O que é o Startup Boost e porque demorou a chegar?
O objetivo do Startup Boost é fazer com que, ao clicar num ícone do Word, por exemplo, a aplicação abra quase instantaneamente, uma vez que já se encontra "de prevenção" na memória do sistema. Contudo, a Microsoft esclareceu desde o início que a funcionalidade não seria para todos, exigindo um mínimo de 8 GB de RAM e 5 GB de espaço livre em disco para não impactar o desempenho geral do PC. Além disso, é automaticamente desativada quando o modo de Poupança de Energia está ativo.
Apesar de vir ativada por defeito, a sua desativação revelou um problema grave. Embora um utilizador pudesse desativar a tarefa no Agendador de Tarefas do Windows, o instalador do Office recriava-a automaticamente em cada atualização. Tendo em conta que o Office pode receber várias atualizações por mês, isto tornava-se um enorme foco de frustração para quem pretendesse desativar permanentemente o Startup Boost.
Inicialmente previsto para maio, o lançamento foi adiado para o período entre junho e setembro de 2025, tempo que a Microsoft aproveitou para refinar a implementação.
Microsoft ouviu as críticas: as melhorias na implementação
Felizmente, a empresa esteve atenta ao feedback. A alteração mais significativa é a introdução de uma nova política de grupo (Group Policy) que permite aos administradores de TI e sistemas desativar o Startup Boost de forma permanente, sem que esta decisão seja revertida após cada atualização do Office.
Mas as melhorias não ficaram por aqui. Foram feitos mais dois ajustes cruciais para tornar a funcionalidade mais inteligente e menos intrusiva:
O Startup Boost agora só funciona se o utilizador tiver aberto o Word recentemente. Se não o fizer, a funcionalidade desativa-se automaticamente.
Para evitar abrandamentos no arranque do PC, a tarefa já não é executada imediatamente após o login. Em vez disso, aguarda 10 minutos para garantir que o sistema está num estado estável e inativo.
Estas são melhorias consideráveis, especialmente para utilizadores que não usam as aplicações do Office com frequência e que, de outra forma, teriam recursos do sistema a ser consumidos desnecessariamente.
Uma funcionalidade... desativada por defeito?

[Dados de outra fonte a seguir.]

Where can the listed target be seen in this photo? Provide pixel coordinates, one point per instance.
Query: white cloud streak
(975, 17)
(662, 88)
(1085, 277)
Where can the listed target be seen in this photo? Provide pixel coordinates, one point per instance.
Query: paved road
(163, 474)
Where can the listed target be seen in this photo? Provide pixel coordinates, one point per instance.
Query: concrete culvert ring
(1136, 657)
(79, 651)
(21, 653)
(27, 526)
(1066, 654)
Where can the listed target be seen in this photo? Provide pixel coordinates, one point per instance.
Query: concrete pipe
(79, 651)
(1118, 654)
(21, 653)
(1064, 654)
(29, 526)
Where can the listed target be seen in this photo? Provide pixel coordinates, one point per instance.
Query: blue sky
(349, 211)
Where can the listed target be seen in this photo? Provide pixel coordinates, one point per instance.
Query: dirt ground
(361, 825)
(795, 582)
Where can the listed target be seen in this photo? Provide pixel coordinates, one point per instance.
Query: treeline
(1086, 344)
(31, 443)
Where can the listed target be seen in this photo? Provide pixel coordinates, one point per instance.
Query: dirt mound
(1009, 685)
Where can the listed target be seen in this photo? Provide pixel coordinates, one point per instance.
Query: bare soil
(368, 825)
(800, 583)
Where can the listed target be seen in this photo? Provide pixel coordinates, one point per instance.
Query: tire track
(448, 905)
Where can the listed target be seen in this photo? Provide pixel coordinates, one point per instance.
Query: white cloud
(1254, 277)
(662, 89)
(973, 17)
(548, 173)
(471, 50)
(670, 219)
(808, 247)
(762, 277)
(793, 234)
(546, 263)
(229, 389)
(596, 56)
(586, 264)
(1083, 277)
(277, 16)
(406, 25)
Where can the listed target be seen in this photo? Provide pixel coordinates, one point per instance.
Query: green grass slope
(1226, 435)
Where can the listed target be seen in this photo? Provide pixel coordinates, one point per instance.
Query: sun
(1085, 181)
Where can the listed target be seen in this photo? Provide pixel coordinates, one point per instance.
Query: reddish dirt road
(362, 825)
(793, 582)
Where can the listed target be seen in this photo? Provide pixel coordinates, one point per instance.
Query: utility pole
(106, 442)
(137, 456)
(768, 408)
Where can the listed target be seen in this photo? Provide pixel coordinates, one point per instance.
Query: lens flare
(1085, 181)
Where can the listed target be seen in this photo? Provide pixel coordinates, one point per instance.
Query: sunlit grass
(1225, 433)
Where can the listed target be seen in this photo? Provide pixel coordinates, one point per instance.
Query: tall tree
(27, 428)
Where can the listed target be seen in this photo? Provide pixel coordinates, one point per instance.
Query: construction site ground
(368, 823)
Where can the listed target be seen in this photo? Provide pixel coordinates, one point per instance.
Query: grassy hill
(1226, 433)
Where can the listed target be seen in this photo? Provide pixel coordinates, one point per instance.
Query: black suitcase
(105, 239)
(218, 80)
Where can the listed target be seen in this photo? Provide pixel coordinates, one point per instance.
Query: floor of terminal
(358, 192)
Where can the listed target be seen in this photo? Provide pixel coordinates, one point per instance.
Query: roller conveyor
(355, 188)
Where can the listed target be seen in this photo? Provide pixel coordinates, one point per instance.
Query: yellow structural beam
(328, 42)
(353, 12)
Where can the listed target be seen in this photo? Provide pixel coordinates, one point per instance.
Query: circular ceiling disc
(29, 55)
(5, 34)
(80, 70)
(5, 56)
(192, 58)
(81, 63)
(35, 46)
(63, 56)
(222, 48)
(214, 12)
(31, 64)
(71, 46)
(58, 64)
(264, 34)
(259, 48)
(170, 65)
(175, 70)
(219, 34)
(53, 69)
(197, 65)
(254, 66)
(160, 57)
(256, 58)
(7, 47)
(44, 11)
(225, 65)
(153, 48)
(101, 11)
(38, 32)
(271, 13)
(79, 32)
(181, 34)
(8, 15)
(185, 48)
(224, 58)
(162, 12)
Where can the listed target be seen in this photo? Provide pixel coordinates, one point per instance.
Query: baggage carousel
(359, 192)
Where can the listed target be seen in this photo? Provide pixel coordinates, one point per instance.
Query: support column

Curiosamente, vários utilizadores descobriram que, nos seus PCs com a versão mais recente do Windows 11 (24H2) e do Office 365, a funcionalidade Startup Boost já se encontrava "Desativada" por defeito, em vez de estar no estado "Pronta". Esta observação, feita mesmo tendo o Word sido utilizado no dia anterior e com o modo de Poupança de Energia desligado, sugere uma anomalia ou, talvez, uma decisão de última hora da Microsoft de não ativar a funcionalidade para todos os utilizadores de imediato.
Como desativar manualmente o Office Startup Boost
Se pretender verificar o estado da funcionalidade ou desativá-la manualmente no seu sistema, pode fazê-lo através do Agendador de Tarefas do Windows. Siga estes passos:
Clique com o botão direito do rato no botão Iniciar e selecione "Gestão de Computadores" ou execute o comando compmgmt.msc.
Na consola de Gestão de Computadores, navegue até Ferramentas do Sistema > Agendador de Tarefas.
Expanda o menu para a seguinte localização: Biblioteca do Agendador de Tarefas > Microsoft > Office.
Clique com o botão direito do rato na tarefa Office StartUp Boost e selecione Desativar.
Faça o mesmo para a tarefa Office StartUp Boost Logon.
Para administradores, a informação oficial pode ser encontrada no portal Microsoft 365 Admin Center, sob o ID de mensagem MC1041470.